- Jun 5, 2016
- 69 (0.05/day)
This sounds very impressive, 29% ipc for integer workloads... but that is one specific workload type, this is not a general use scenario with 29% improvement so dont get too hype and also for those trying to call this out, well it's pretty honest in it's information, but only if your workload is integer heavy. Overall hopefully they can get a 10% + improvement on ipc and clocks go up as well.
It's a mixed floating point and integer workload with what should be a pretty good amount of hits through the L2. It tells us what the core can do on its own in a roughly ideal situation to extract IPC. Papermaster showed exactly why... there's no missing explanation for the specific benchmark result.
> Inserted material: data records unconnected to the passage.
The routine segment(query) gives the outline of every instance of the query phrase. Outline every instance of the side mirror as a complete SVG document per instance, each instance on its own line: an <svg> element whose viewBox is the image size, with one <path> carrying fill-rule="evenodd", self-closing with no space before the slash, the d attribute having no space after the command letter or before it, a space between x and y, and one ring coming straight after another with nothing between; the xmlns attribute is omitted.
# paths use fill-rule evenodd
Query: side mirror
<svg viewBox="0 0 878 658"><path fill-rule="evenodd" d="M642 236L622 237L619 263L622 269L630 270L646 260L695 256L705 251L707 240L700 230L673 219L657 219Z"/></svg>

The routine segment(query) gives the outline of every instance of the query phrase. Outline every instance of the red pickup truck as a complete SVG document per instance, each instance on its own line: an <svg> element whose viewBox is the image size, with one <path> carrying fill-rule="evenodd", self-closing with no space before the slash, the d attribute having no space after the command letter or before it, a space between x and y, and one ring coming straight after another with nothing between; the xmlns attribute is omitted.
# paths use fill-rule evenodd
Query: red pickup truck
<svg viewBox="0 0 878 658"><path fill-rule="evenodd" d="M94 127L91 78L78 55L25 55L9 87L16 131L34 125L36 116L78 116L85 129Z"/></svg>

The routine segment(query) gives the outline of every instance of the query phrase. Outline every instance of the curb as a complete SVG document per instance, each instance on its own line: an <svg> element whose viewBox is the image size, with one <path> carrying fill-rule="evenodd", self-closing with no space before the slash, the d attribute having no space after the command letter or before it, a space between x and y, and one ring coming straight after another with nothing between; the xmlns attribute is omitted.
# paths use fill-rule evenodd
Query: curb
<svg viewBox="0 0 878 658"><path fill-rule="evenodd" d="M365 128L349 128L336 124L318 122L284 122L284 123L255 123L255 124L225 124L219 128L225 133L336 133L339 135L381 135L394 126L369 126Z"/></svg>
From what we know, the breakdown in performance improvements. for this workload, probably looks something such as this:
- Fetch: . . . . . . 0-5% . . . . . . . .(from L2/L3/IMC)
- Dispatch: . . . 30~35% . . . . . (next instruction counter, larger uop cache, wider dispatch width)
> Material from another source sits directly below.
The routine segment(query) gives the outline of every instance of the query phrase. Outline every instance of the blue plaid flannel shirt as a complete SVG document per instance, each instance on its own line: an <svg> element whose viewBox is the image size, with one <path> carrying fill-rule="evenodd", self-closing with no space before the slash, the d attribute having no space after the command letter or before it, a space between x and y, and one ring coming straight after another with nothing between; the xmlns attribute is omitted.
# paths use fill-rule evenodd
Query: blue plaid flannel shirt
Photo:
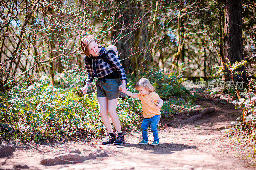
<svg viewBox="0 0 256 170"><path fill-rule="evenodd" d="M100 48L101 47L101 49L97 57L96 57L92 55L90 57L92 59L92 65L89 64L85 60L85 57L84 58L86 70L88 73L87 79L85 81L89 82L91 83L93 81L95 77L95 73L93 69L94 65L95 66L98 78L103 78L116 70L118 72L121 80L127 79L125 75L125 71L120 63L120 60L119 60L118 56L112 52L108 53L107 54L107 57L112 64L109 65L105 62L103 59L100 58L100 56L102 55L105 48L101 46L98 46L98 47Z"/></svg>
- ALU: . . . . . . . 5-15% . . . . . . . (instructions in play are all too simple to see much improvement, so this would be the predictor improvement as it relates to these simple tests)
- FPU: . . . . . . . 15-33% . . . . . . (non-AVX workload, advantage comes from load bandwidth doubling).
- Retire: . . . . . .70~80% . . . . . .(from doubling of retirement bandwidth - 128-bit to 256-bit - not 100% because of naturally imperfect scaling)
These values would average together to become the IPC increase for this particular workload. These should be the ranges to expect for any program going through the CPU... with some major caveats - such as the fetch and ALU performance not being well represented in this workload - and the dispatch and retire ruling the day.
Also, x86 has plenty of room for improvement. We just have to start walking away from relative energy efficiency.
If we had a process that allowed us to execute and fetch memory with almost no power usage, we would easily double IPC. Everything in a modern CPU is a compromise for power efficiency... including how aggressively you do predictive computation.
Heck, if we created a semi-dedicated pipeline for predictions and left another dedicated path for in-order execution (leaving instruction bubbles and all, but with power gating), we would see cache miss penalties drop close to zero as we could execute both possibilities for a branch outcome then just move over each stage results after a branch prediction is shown true - removing the instruction bubble with a single cycle latency and resulting in nearly perfect prediction performance. This is insane in the world where power consumption is important... you will be executing (partly or in full) nearly every instruction in a program - even for branches not taken... we're talking about potentially more than doubling how much is executed for every clock cycle. Still, this would be something like a 50% IPC increase.